Both plans carefully regulate only one side of the conflict. In Ukraine’s case, it is the carefully crafted wording regarding military restraints. In Gaza’s - it was about disarming Hamas.
There are not many enforceable restraints on the more powerful side of the conflict.
Donald Trump’s perspective is much broader than focusing only on the two directly involved parties. He is convinced that lasting peace requires rebuilding the entire region’s security architecture - sometimes from scratch. That’s why he invited Gulf and other Arab states as guarantors of the Gaza peace plan. In Ukraine’s case, the original plan rearranged NATO’s position in the region - implying that the alliance could no longer be regarded as purely anti-Russian.
The vision for the Middle East, brokered by Witkoff and Kushner, resembled the one for Eastern Europe: defining new spheres of influence. It corresponds well with the „America First” approach - as American interests are the most important factor determining whether the U.S. wants to maintain an active role in the region. The key criterion will be a cold-blooded calculation - whether it is simply in the United States« interest. When it comes to involvement in the Middle East, especially given its crucial relationship with Saudi Arabia, Washington’s answer is clear: this region lies at the heart of American strategic focus. In Ukraine’s case, however, the U.S. may be prepared to yield ground - whether to Russia or, at least in part, to the Europeans.
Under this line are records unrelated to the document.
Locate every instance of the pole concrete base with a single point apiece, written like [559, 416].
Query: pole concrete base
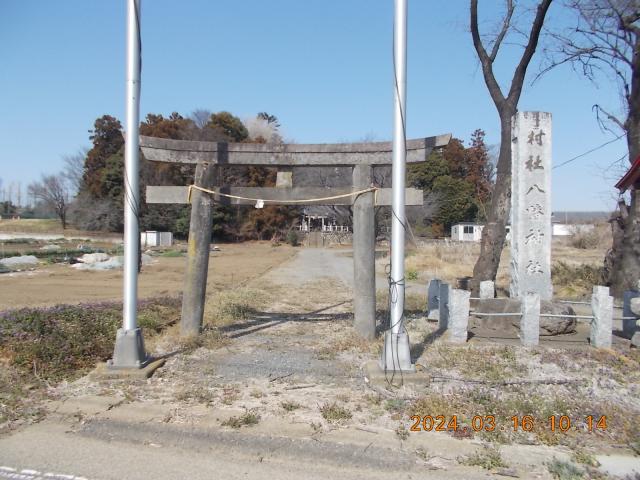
[396, 353]
[129, 350]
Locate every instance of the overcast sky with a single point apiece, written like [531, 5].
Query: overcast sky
[323, 67]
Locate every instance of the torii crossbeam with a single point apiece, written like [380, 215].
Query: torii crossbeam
[210, 156]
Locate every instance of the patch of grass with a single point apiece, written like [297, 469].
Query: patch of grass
[230, 306]
[395, 405]
[585, 458]
[576, 281]
[247, 419]
[561, 470]
[196, 394]
[488, 458]
[40, 346]
[290, 406]
[230, 395]
[492, 363]
[60, 342]
[332, 412]
[402, 432]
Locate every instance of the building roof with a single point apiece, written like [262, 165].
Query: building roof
[631, 177]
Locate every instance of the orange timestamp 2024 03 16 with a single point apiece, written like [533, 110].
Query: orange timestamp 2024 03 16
[525, 423]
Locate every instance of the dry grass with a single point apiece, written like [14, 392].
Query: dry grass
[443, 259]
[349, 341]
[451, 261]
[31, 226]
[230, 306]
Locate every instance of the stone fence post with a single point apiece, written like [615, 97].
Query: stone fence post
[487, 289]
[443, 307]
[458, 307]
[602, 323]
[433, 299]
[629, 326]
[530, 321]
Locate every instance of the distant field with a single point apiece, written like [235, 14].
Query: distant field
[31, 226]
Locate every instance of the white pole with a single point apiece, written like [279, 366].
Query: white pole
[132, 170]
[398, 167]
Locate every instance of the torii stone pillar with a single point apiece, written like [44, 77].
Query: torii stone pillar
[364, 254]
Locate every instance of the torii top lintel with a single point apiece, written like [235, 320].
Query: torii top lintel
[292, 154]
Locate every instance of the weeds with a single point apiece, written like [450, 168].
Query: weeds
[231, 306]
[172, 254]
[247, 419]
[290, 406]
[39, 346]
[561, 470]
[576, 281]
[488, 458]
[332, 412]
[402, 432]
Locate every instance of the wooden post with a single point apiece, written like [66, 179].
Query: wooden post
[364, 255]
[195, 285]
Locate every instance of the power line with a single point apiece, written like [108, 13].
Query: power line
[589, 151]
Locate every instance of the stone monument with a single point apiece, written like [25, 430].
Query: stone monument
[531, 205]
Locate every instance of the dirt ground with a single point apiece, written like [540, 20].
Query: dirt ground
[290, 385]
[55, 284]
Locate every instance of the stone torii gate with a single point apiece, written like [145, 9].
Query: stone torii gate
[210, 156]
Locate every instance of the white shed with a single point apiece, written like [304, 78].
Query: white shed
[466, 232]
[156, 239]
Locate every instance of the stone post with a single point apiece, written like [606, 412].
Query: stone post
[602, 323]
[195, 285]
[433, 299]
[458, 315]
[364, 255]
[531, 205]
[487, 289]
[530, 321]
[629, 326]
[443, 310]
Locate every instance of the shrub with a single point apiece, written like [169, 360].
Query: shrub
[62, 341]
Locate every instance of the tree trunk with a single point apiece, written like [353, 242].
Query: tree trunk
[494, 232]
[624, 257]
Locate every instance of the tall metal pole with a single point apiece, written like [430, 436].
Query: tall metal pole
[396, 353]
[132, 169]
[129, 348]
[399, 163]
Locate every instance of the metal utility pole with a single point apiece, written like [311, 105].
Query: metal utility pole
[396, 354]
[129, 349]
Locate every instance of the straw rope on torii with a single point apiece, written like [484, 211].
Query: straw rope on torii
[363, 196]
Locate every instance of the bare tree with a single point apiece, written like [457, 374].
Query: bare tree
[494, 233]
[605, 44]
[53, 193]
[74, 169]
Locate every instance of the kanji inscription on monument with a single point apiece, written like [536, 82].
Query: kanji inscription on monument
[531, 205]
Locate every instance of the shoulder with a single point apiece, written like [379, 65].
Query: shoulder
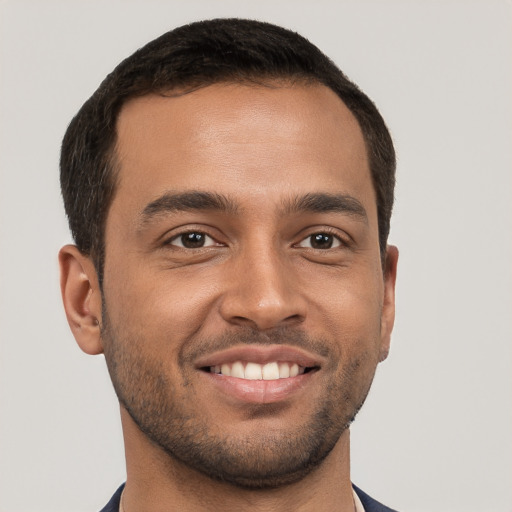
[113, 504]
[369, 504]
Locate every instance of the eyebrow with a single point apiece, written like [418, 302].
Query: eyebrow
[319, 202]
[327, 203]
[187, 201]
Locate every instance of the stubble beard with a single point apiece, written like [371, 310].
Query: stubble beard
[261, 460]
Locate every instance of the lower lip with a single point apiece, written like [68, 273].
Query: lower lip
[259, 391]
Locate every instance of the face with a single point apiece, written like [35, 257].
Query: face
[245, 306]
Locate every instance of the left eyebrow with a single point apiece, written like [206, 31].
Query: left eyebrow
[186, 201]
[326, 203]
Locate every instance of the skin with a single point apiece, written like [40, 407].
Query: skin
[259, 281]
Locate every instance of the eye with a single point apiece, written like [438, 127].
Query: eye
[193, 240]
[320, 241]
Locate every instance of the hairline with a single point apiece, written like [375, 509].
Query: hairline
[271, 81]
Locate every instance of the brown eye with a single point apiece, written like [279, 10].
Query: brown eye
[320, 241]
[192, 240]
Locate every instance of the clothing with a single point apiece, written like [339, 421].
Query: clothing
[369, 504]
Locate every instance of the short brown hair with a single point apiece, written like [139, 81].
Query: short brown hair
[190, 57]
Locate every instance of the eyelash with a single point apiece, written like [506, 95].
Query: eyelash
[336, 239]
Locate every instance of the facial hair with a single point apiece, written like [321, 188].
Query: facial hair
[164, 408]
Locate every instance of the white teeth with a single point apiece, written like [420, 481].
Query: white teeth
[270, 371]
[255, 371]
[237, 370]
[284, 370]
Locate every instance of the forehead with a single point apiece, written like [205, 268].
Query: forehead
[254, 142]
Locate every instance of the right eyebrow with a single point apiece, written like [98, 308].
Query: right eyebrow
[186, 201]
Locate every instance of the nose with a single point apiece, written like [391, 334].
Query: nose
[263, 292]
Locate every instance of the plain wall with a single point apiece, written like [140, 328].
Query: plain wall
[435, 433]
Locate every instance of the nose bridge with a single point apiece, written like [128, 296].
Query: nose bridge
[263, 292]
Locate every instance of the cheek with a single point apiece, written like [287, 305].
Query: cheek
[348, 307]
[167, 305]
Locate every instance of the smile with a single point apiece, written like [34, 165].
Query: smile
[254, 371]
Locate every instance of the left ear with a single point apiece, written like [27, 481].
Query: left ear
[388, 304]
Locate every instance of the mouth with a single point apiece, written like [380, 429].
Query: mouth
[249, 370]
[260, 373]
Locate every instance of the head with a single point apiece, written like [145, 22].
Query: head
[185, 59]
[229, 191]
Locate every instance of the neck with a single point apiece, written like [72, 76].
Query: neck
[156, 482]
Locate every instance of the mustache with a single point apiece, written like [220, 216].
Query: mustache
[199, 347]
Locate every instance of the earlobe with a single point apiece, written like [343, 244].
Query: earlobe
[81, 296]
[388, 304]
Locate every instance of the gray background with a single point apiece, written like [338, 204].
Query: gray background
[435, 433]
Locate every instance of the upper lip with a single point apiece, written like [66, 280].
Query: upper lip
[261, 354]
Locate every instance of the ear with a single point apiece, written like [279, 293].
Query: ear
[81, 295]
[388, 304]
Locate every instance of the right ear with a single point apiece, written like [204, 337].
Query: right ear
[81, 295]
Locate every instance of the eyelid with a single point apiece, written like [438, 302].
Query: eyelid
[169, 239]
[172, 241]
[343, 241]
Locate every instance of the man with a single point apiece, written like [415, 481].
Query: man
[229, 192]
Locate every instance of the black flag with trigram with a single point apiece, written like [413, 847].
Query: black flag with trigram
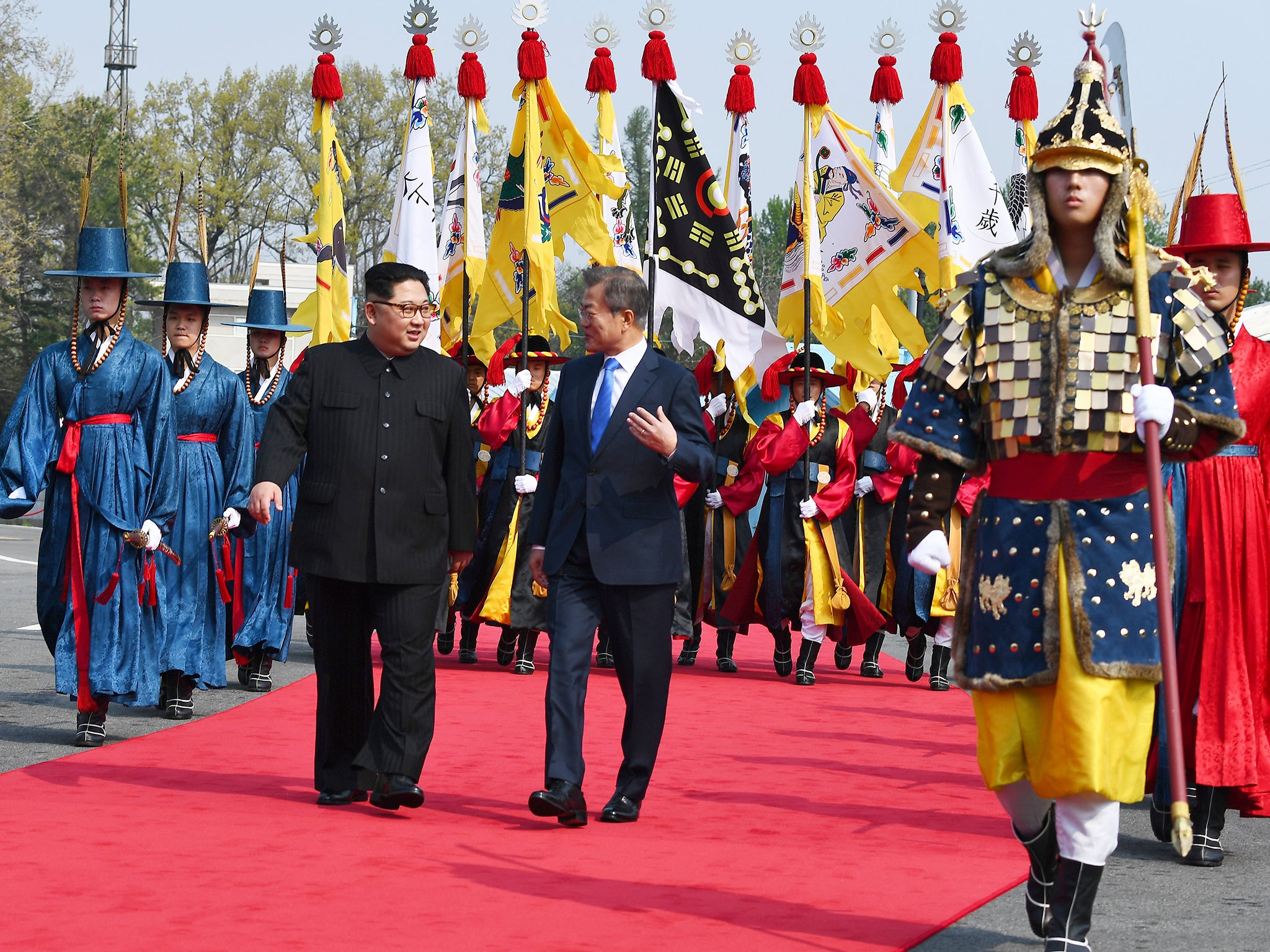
[703, 267]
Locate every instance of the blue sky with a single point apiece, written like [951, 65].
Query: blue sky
[1171, 82]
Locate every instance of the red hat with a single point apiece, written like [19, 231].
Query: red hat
[1215, 224]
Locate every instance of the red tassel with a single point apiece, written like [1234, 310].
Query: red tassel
[704, 371]
[494, 375]
[771, 387]
[110, 591]
[1023, 95]
[471, 77]
[809, 84]
[601, 76]
[887, 83]
[657, 65]
[533, 58]
[946, 60]
[327, 79]
[418, 61]
[741, 92]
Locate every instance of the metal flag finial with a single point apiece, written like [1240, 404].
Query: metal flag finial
[327, 36]
[808, 35]
[742, 48]
[887, 40]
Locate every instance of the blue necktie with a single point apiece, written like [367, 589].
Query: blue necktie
[603, 408]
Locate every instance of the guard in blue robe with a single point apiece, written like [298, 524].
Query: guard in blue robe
[214, 478]
[93, 428]
[265, 583]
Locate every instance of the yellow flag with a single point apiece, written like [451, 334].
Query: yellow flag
[328, 309]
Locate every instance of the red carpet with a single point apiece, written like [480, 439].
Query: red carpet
[843, 816]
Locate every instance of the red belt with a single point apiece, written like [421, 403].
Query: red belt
[1068, 477]
[66, 462]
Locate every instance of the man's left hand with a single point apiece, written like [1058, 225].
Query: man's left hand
[654, 432]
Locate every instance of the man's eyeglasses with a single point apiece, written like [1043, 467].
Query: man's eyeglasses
[409, 310]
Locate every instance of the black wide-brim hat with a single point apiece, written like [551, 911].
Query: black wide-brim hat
[267, 310]
[102, 253]
[186, 283]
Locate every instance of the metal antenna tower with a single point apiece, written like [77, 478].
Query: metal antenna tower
[121, 56]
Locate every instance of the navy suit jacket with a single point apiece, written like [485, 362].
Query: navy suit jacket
[625, 491]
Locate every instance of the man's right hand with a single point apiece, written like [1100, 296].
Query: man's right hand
[263, 494]
[536, 558]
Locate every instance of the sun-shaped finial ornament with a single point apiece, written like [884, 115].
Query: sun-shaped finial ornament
[948, 18]
[657, 14]
[888, 40]
[602, 32]
[327, 36]
[742, 48]
[1025, 51]
[808, 35]
[470, 36]
[530, 14]
[420, 18]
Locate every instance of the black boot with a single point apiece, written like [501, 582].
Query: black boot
[1042, 870]
[807, 662]
[258, 678]
[603, 654]
[940, 656]
[1208, 816]
[915, 662]
[723, 653]
[525, 651]
[446, 639]
[468, 643]
[781, 656]
[1072, 906]
[689, 653]
[506, 646]
[869, 667]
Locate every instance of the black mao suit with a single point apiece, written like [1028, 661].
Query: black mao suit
[386, 491]
[610, 523]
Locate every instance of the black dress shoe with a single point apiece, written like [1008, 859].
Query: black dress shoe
[394, 790]
[620, 809]
[562, 800]
[340, 798]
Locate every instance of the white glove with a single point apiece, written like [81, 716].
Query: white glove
[931, 553]
[1153, 403]
[804, 412]
[521, 382]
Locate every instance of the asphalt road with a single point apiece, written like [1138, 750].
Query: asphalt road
[1147, 901]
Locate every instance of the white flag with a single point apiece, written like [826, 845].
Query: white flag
[413, 232]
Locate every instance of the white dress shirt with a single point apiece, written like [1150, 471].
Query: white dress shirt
[628, 361]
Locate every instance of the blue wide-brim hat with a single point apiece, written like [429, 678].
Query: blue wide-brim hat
[102, 253]
[267, 310]
[186, 284]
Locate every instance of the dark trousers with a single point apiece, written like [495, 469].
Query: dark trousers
[638, 622]
[357, 738]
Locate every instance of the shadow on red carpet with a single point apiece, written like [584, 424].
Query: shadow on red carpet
[843, 816]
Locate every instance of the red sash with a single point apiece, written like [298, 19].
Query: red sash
[79, 598]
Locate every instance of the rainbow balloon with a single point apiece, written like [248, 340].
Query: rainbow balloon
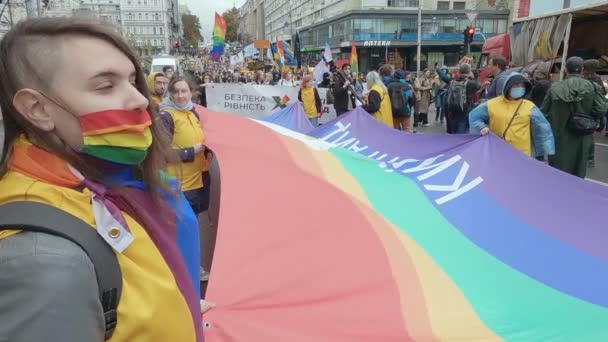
[219, 36]
[365, 233]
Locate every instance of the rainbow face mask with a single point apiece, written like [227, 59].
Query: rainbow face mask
[119, 136]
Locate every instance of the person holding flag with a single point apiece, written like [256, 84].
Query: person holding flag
[219, 36]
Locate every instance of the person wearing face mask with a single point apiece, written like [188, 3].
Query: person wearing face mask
[311, 101]
[168, 71]
[287, 79]
[157, 83]
[514, 119]
[82, 141]
[183, 124]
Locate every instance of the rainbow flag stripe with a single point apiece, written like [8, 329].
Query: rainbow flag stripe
[354, 58]
[364, 233]
[108, 122]
[123, 139]
[219, 36]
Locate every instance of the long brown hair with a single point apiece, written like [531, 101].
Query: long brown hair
[27, 54]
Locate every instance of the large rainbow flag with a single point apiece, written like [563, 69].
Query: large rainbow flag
[364, 233]
[219, 35]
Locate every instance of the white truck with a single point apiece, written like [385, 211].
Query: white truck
[159, 62]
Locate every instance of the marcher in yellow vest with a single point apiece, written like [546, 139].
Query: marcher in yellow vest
[81, 138]
[311, 101]
[378, 101]
[157, 82]
[183, 124]
[516, 120]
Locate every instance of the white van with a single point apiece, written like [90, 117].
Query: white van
[159, 62]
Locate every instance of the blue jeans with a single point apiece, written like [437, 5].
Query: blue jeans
[458, 126]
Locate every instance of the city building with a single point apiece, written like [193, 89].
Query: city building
[384, 30]
[150, 26]
[387, 31]
[251, 21]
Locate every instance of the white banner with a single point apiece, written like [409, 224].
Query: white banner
[258, 101]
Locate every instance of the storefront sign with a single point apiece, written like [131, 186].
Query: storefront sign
[377, 43]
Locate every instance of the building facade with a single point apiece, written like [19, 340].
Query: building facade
[387, 31]
[150, 26]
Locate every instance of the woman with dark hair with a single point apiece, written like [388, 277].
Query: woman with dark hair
[82, 139]
[183, 124]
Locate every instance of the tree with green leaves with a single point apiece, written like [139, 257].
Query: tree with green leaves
[192, 29]
[232, 22]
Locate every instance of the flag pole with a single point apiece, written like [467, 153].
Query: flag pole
[419, 47]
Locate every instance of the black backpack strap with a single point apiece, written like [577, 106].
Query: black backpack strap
[37, 217]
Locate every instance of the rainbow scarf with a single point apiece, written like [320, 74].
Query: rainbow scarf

For Steve Witkoff, a businessman and developer, making deals is a piece of cake. A draft agreement that once worked can be reused many times. But international relations operate under different dynamics - there are not many things that can be easily assessed. Sometimes the crucial decisions are dictated by sentiment rather than calculations.
That’s why a one-size-fits-all template won’t work. Peace, war, borders for which people die every day - these are not spreadsheet categories where one can simply replace numbers to get the correct result.
Ukraine isn’t Gaza. Russia isn’t Israel. It is not determined whether the outcome will be similar or not at all. But serving the same solution to strikingly different problems could be regarded as ignorance. And in an interconnected world, one can pay dearly for ignorance. All things considered, it won’t be the United States that ends up paying for it.